Bummer. I’d be more disappointed that i blew eighteen hundred bucks on a machine that was rendered obsolete a year later, but my A350 has been in pieces on a shelf in the shop for almost six months now. Guess 3D printing didn’t prove to be all that useful to me :wink:

hey, we don’t start KS campaign for Artisan and will start presale on our official online store.


hey, we did send a 50% off discount to our KS supporters when the new linear modules for 2.0 came out. I am so sorry that you seemed to miss it?


I just hope Snapmaker 2.0 will be still supported as modular solution and Artisan as high power but less modular - two products that can coexist. Looking at now for long time absent roadmap makes me kinda worry. I was hopping to see lot of interesting and usefull upgrades and modules in the future - thats one of reasons I bought Snapmaker.

Im also kinda sad quickswap didnt made it to Snapmaker - There were some usermade solutions here - I wish kinda you tryed maybe more cost effective way (than aluminium cast) to do this somehow providing some semi-diy upgrade kit atleast.

Mostly Im waiting for dual/multimaterial extrusion - its nice to see atleast this is coming (hopefully for affordable price).

I had to pass on buying it because of my budget.
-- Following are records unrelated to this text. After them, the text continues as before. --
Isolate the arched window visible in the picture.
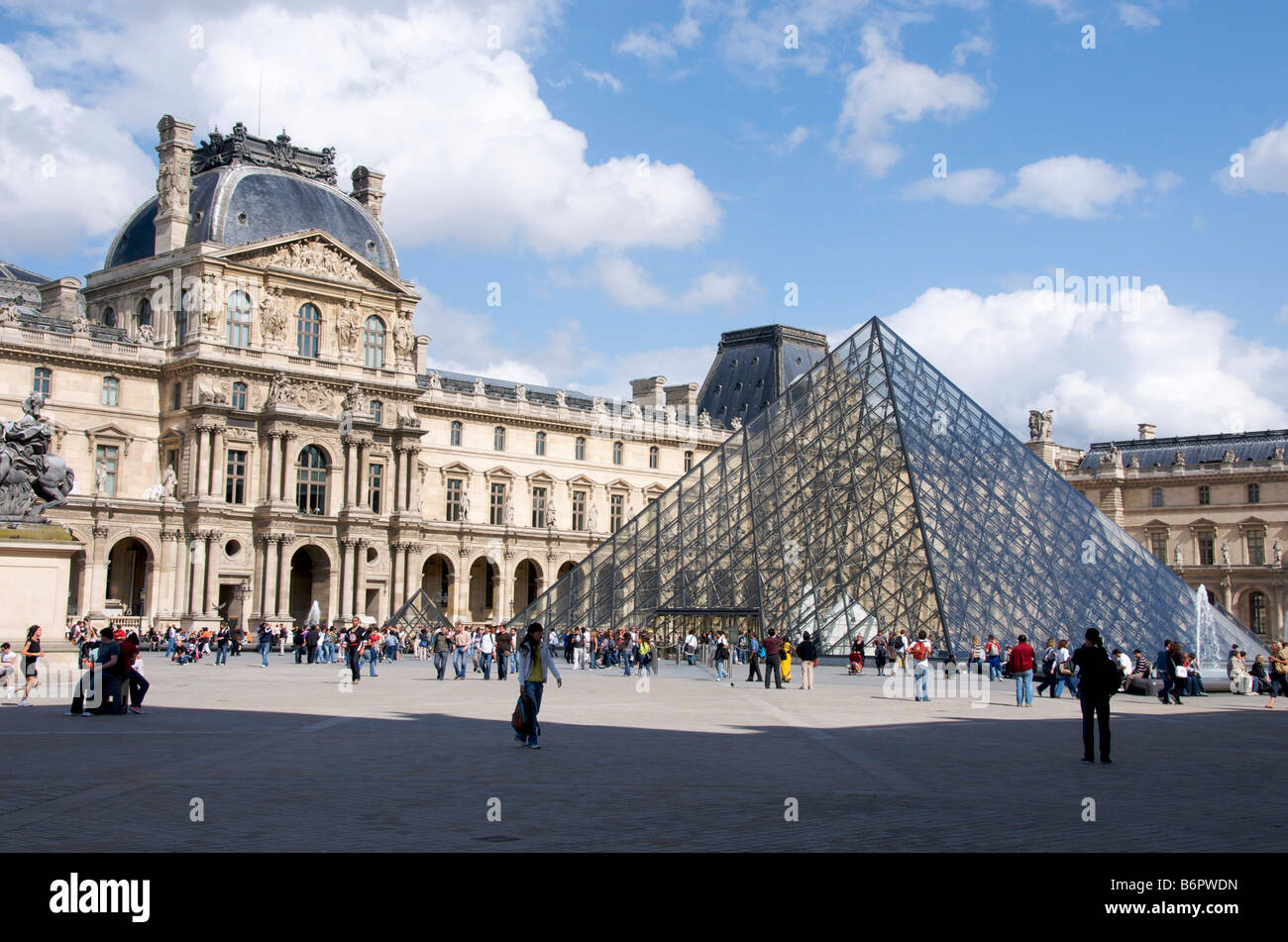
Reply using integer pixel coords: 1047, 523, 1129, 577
295, 446, 327, 515
228, 291, 250, 346
362, 314, 385, 369
1248, 592, 1267, 634
295, 304, 322, 357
I regret that I should have bought it because I want to use my SM2 for a long time to come. I hope they will sell it again at a discount for those who have not purchased it.

‘Rendered obsolete’ is a bit strong. Note that there is only one size and it is bigger than the largest 2.0. My guess is that it will also be significantly more expensive and the 2.0 will continue positioned as a smaller, lower cost model. My disappointment is that they did not go for a more radical redesign with the bed moving vertically. This allows the machine volume to be closer to the build volume and puts less inertial stress on the workpiece (because the vertical axis does not need to move so fast and the workpiece has to be supported against gravity anyway).